Previous work has demonstrated that Bagging and Boosting are very effective for decision trees [Bauer Kohavi1999,Drucker Cortes1996,Breiman1996a,Breiman1996b,Freund Schapire1996,Quinlan1996]; however, there has been little empirical testing with neural networks (especially with the new Boosting algorithm). Discussions with previous researchers reveal that many authors concentrated on decision trees due to their fast training speed and well-established default parameter settings. Neural networks present difficulties for testing both in terms of the significant processing time required and in selecting training parameters; however, we feel there are distinct advantages to including neural networks in our study.
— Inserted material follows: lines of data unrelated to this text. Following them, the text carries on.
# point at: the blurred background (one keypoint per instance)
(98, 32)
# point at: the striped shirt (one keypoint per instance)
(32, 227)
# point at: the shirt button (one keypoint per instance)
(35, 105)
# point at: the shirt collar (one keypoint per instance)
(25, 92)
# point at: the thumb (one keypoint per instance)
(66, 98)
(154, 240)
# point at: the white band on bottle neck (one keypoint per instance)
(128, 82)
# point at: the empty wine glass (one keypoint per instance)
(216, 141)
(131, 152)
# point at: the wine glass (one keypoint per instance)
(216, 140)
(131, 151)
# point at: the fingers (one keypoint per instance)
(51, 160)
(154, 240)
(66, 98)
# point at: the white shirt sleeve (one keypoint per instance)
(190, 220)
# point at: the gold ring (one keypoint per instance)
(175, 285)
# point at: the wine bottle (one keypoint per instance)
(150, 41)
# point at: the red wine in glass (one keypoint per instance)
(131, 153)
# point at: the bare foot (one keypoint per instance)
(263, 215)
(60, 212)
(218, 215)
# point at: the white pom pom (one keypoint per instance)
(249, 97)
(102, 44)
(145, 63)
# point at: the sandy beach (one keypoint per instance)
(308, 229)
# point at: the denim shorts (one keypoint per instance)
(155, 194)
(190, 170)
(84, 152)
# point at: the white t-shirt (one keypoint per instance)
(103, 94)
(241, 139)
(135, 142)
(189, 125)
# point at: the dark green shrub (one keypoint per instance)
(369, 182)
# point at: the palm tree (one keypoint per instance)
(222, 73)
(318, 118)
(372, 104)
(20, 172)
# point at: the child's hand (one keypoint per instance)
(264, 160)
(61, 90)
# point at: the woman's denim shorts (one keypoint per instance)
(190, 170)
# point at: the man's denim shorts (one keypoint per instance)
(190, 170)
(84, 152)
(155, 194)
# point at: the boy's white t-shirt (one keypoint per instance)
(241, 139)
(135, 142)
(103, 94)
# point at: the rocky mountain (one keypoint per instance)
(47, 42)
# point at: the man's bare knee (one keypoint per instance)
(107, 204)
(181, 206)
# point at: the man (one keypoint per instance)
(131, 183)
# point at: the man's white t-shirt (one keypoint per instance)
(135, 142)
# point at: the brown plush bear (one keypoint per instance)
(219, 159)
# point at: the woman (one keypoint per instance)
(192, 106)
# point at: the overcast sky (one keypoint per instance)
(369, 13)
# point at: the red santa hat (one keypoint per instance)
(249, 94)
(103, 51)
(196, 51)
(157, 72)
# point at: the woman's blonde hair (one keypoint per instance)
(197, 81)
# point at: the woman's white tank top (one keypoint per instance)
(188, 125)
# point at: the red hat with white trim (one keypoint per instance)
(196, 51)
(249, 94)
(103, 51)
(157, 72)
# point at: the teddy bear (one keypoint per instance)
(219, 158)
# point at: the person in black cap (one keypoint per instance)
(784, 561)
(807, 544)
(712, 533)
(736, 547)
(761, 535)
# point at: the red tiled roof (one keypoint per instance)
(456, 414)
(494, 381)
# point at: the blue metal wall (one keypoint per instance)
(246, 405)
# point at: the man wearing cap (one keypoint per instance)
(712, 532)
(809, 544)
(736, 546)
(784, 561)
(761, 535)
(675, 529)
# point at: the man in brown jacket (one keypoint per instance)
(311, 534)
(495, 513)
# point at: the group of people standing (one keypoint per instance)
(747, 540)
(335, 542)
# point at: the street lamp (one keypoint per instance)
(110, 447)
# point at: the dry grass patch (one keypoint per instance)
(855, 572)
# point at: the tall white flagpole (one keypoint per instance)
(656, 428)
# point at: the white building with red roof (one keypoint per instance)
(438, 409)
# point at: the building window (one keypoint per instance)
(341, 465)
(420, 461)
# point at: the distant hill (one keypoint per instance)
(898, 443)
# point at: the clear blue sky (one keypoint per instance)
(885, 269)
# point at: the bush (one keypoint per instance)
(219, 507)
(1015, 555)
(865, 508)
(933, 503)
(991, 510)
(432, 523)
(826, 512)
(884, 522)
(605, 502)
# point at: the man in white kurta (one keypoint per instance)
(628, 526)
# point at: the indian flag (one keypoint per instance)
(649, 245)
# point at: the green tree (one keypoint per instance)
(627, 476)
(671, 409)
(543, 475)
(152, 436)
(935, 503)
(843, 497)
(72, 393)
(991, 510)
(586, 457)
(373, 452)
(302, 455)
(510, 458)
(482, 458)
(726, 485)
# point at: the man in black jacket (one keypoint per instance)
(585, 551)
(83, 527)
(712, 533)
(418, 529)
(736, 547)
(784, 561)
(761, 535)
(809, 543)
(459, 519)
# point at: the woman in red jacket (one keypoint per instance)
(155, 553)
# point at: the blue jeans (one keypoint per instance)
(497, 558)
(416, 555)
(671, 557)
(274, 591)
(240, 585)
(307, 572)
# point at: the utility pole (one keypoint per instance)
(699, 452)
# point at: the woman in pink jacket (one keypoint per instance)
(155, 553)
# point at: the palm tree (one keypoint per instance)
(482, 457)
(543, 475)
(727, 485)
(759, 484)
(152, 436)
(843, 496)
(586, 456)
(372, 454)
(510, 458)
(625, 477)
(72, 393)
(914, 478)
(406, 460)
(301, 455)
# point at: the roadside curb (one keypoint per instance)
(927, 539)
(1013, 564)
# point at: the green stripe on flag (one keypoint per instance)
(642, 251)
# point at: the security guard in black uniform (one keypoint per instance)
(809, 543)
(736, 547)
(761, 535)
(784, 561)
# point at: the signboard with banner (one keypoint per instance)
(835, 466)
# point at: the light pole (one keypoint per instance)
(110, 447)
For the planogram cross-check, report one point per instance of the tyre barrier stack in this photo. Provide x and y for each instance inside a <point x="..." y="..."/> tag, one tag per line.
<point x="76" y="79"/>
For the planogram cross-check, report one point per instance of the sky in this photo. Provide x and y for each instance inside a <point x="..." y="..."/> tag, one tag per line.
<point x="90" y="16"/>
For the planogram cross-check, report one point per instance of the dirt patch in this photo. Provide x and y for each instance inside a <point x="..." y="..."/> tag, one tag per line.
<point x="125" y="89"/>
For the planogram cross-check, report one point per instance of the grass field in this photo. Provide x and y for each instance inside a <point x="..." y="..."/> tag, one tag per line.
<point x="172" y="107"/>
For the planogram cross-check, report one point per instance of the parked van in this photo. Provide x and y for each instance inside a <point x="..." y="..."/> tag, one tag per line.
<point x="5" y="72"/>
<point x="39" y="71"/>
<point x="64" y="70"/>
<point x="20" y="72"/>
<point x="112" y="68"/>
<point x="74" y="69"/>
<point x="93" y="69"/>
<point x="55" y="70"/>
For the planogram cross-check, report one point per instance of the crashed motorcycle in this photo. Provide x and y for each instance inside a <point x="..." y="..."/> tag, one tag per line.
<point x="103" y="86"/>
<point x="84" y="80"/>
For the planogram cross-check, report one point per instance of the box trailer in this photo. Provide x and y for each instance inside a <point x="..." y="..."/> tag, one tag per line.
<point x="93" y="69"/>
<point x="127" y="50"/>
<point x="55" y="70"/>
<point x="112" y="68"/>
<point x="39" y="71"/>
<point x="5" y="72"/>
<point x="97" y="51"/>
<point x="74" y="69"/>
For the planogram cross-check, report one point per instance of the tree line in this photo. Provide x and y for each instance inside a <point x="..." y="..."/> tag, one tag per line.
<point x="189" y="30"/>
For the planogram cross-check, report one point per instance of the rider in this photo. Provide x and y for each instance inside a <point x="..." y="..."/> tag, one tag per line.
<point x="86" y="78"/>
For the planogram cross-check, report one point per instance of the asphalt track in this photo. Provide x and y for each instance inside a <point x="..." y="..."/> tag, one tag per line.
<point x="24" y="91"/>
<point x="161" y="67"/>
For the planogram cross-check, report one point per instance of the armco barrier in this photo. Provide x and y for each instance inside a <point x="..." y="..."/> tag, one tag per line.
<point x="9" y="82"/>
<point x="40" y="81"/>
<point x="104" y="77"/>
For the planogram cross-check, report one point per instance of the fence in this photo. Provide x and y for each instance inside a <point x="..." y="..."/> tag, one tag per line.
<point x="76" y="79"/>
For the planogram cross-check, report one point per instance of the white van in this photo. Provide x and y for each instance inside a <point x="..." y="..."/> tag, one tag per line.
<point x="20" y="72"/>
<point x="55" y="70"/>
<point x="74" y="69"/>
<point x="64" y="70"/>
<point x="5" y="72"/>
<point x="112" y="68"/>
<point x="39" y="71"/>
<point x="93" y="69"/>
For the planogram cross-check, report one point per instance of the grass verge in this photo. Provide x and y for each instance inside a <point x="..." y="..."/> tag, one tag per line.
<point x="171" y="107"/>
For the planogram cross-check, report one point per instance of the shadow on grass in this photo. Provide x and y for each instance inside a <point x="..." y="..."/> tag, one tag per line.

First, previous empirical studies have demonstrated that individual neural networks produce highly accurate classifiers that are sometimes more accurate than corresponding decision trees [Fisher McKusick1989,Mooney et al.1989]. Second, neural networks have been extensively applied across numerous domains [Arbib1995]. Finally, by studying neural networks in addition to decision trees we can examine how Bagging and Boosting are influenced by the learning algorithm, giving further insight into the general characteristics of these approaches. Bauer and Kohavi  also study Bagging and Boosting applied to two learning methods, in their case decision trees using a variant of C4.5 and naive-Bayes classifiers, but their study mainly concentrated on the decision tree results.
Our neural network and decision tree results led us to a number of interesting conclusions. The first is that a Bagging ensemble generally produces a classifier that is more accurate than a standard classifier. Thus one should feel comfortable always Bagging their decision trees or neural networks. For Boosting, however, we note more widely varying results. For a few data sets Boosting produced dramatic reductions in error (even compared to Bagging), but for other data sets it actually increases in error over a single classifier (particularly with neural networks). In further tests we examined the effects of noise and support Freund and Schapire's  conjecture that Boosting's sensitivity to noise may be partly responsible for its occasional increase in error.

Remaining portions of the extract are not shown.